In an effort to clarify this murky topic, an exhaustive McKinsey & Co. study suggests that a small subset of leadership skills does indeed closely correlate with success, especially among frontline leaders.
The study involved nearly 190,000 people in more than 8o organizations around the world. People were asked how frequently certain carefully-selected leadership behaviors were applied within their organizations. The organizations were divided into two groups–one with strong leadership effectiveness and one that was weak, as measured on McKinsey’s organizational health index.
Leaders in organizations with high-quality leadership teams typically displayed four of the 20 possible types of behavior. The four behaviors, listed below, account for 89 percent of leadership effectiveness.
- Solve problems effectively. Problem solving, when information is gathered, analyzed and considered, precedes decision making. This is a difficult process. But, it’s a critical input into decision making for major issues such as mergers and daily ones such as how to handle a team argument.
- Operate with a strong results orientation. Leadership is about developing and communicating a vision and setting objectives. It’s also about following through to achieve results. Leaders with a strong results orientation tend to emphasize the importance of efficiency and productivity and to prioritize the highest-value work, important to many of us as we’re continuously bombarded with more to do.
- Seek different perspectives. This trait is conspicuous in managers who monitor trends affecting organizations, grasp changes in the environment, encourage employees to contribute ideas that could improve performance, accurately differentiate between important and unimportant issues, and give the appropriate weight to stakeholder concerns. Leaders who do well on this dimension typically base their decisions on sound analysis.
- Support others. Leaders who are supportive understand and sense how other people feel. By showing authenticity and a sincere interest in those around them, they build trust and inspire and help colleagues to overcome challenges.
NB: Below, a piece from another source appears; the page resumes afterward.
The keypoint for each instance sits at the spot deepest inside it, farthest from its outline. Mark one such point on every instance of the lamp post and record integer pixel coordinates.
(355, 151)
They promote organizational efficiency and communicate in ways that prevent the energy of employees from becoming diffused.
Other leadership behavior in the study that didn’t make it to the top includes:
– Champion desired change
– Clarify objectives, rewards and consequences
– Keep group organized and on task
– Make quality decisions
– Motivate and bring out the best in others
– Communicate prolifically and enthusiastically
– Develop others
– Develop and share a collective mission
– Differentiate among followers
– Facilitate group collaboration
– Foster mutual respect
– Give praise
– Offer a critical perspective
– Recover positively from failures
– Remain composed and confident in uncertainty
– Role model organizational values
Of course, this won’t end the age-old debate over leadership behaviors. But if you’re investing in leadership development, the research would suggest that these four behaviors are worth targeting.